Lutz Fischer-Klimaschewski

Die wundersamen Wolkengeschichten von Rolf Thum

In seinem Phantasy-Roman "Die wundersamen Wolkengeschichten" gestaltet Rolf Thum ein altes Thema der Literatur, welchen Genres auch immer: Den Kampf des Guten mit dem Bösen. Genauer gesagt erzählt der Autor die abenteuerlichen und phantastischen Erlebnisse des Kater Quax, der durch seine Freundschaft mit dem Zauberer Ortwin in eben diese Auseinandersetzung zwischen guten und bösen Mächten verstrickt wird. Eine alte Geschichte wird man meinen - aber es lohnt sich, einen genaueren Blick auf dieses Buch zu werfen. Denn in diesem konsequent aus Katzenperspektive geschriebenen Buch sind die wahren Helden eben Katzen und Kater, die der Autor liebevoll in allen Schattierungen kätzischen Daseins darstellt: Sie, die schließlich das Böse in Person des Magiers Salaam überwinden, sind keine tugendhafte Lichtgestalten sondern samtpfötige Allerwelts-Katzen mit ihren kleinen und großen Schwächen. Diese Perspektive, die sehr überzeugend im ganzen Buch durchgehalten wird und immer wieder des Autors profunde Kenntnis der Psychologie unserer vierbeinige Mitkatzen widerspiegelt, läßt die menschlichen Figuren in den Hintergrund rücken und webt in den Text einen gewissen Hauch von Ironie hinein, was dieses Buch so symphatisch macht. So wie diese Ironie gleichsam die spannende und phantasievolle Handlung im Gleichgewicht hält, so ist es dem Autor - einem promovierten Naturwissenschaftler nebenbei gesagt - gelungen, den Wundern an Maschinen, die die Macht des bösen Magiers begründen, immer eine gewisse Plausibiltät zu verleihen, sozusagen die Phantasie mit naturwissenschaftlicher Kenntnis zu erden. Auch die Schauplätze der Handlung, von Odenwald, über die Bretagne bis zum sagenhaften Ogk scheinen sorgfältig ausgewählt; ihre Abfolge im Handlungsverlauf korrespondiert mit der sich dem Leser immer stärken offenbarenden Verstrickung der Helden im Kampf mit dem unheimlichen Salaam. Dem Autor ist somit ein sehr balanciertes Werk gelungen, dessen Spannungsbogen sehr gut bis zum finalen Höhepunkt der Story hält.

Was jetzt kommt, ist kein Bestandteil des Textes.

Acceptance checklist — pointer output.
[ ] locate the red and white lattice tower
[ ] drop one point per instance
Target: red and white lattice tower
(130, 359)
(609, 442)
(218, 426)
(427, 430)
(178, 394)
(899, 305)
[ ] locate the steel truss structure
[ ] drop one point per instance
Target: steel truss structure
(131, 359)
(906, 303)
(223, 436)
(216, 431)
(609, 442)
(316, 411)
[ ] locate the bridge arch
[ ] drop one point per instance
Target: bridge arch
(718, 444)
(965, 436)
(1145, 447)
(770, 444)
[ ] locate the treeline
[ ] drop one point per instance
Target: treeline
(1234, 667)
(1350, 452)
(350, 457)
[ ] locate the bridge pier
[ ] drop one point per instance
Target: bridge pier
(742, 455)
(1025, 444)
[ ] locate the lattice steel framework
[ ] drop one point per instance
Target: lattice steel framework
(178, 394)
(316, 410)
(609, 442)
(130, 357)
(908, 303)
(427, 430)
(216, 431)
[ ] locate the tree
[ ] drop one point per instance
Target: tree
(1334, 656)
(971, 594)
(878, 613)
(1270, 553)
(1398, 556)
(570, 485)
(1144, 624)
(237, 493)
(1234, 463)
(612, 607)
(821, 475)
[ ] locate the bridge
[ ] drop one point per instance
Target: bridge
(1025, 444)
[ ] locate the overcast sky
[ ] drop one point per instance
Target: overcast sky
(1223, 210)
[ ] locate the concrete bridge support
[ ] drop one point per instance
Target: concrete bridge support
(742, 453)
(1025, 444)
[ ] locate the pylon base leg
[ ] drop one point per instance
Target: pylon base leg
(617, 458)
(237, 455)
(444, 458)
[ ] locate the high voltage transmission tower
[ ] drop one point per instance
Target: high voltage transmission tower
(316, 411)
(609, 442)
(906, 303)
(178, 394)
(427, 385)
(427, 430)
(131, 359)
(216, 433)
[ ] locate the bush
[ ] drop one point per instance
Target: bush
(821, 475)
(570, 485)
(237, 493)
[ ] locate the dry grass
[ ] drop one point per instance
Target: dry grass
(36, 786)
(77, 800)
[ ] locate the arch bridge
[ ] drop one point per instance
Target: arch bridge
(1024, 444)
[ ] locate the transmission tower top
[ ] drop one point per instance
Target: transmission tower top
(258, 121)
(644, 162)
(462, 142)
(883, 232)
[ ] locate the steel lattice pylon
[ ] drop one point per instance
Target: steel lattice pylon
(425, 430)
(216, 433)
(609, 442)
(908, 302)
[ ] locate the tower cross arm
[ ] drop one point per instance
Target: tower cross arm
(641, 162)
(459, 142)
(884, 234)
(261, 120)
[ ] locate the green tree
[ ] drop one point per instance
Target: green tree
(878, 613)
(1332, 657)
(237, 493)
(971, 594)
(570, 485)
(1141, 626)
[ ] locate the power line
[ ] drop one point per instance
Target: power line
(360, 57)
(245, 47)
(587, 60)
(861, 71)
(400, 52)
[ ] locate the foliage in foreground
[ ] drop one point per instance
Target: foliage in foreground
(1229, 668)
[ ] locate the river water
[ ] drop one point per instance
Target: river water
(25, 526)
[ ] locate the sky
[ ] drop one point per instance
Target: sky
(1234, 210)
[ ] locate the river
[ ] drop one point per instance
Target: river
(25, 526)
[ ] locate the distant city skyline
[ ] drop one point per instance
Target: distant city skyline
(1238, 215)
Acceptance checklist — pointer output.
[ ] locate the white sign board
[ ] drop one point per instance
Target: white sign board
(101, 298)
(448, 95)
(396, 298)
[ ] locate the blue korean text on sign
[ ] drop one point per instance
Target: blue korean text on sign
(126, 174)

Vor dem Hintergrund der Erfahrungen des modernen Menschen mit der Technik, ist aber auch eine andere Lesart des Buch gerechtfertigt: Es lässt sich als eine Parabel auf die Technikgläubigkeit und der daraus resultierenden Allmachtsphantasien lesen. Salaam, dem scheinbar alle Macht der Welt zur Verfügung steht, scheitert eben gerade darum, weil er sich zu sehr auf seine technologische Überlegenheit verlässt und in dem Moment, als sich diese als verwundbar erweist, von seinen unterwürfigen Mitstreitern verlassen wird. Dem setzen die Katzen und der Zauberer Ortwin das menschliche - pardon - kätzische Maß gegenüber: Im gemeinsamen Handeln und im Vertrauen aufeinander - trotz gelegentlicher Streitigkeiten - und im verantwortungsvollen Umgang mit dem Wissen, das ihnen eben nicht zur Ausübung von Macht dient, triumphieren sie über Salaam.

Kurz gesagt: ein schönes, spannendes, phantasievoll gestaltetes und damit ein sehr lesenswerte Buch.

Mannheim, 09.11.1999

 

Lutz Fischer-Klimaschewski studierte Germanistik, Geschichte und Politik an der Universität Heidelberg. Er arbeitet derzeit als Referent der Rektorenkonferenz der Fachhochschulen (RKF) des Landes Baden-Württemberg.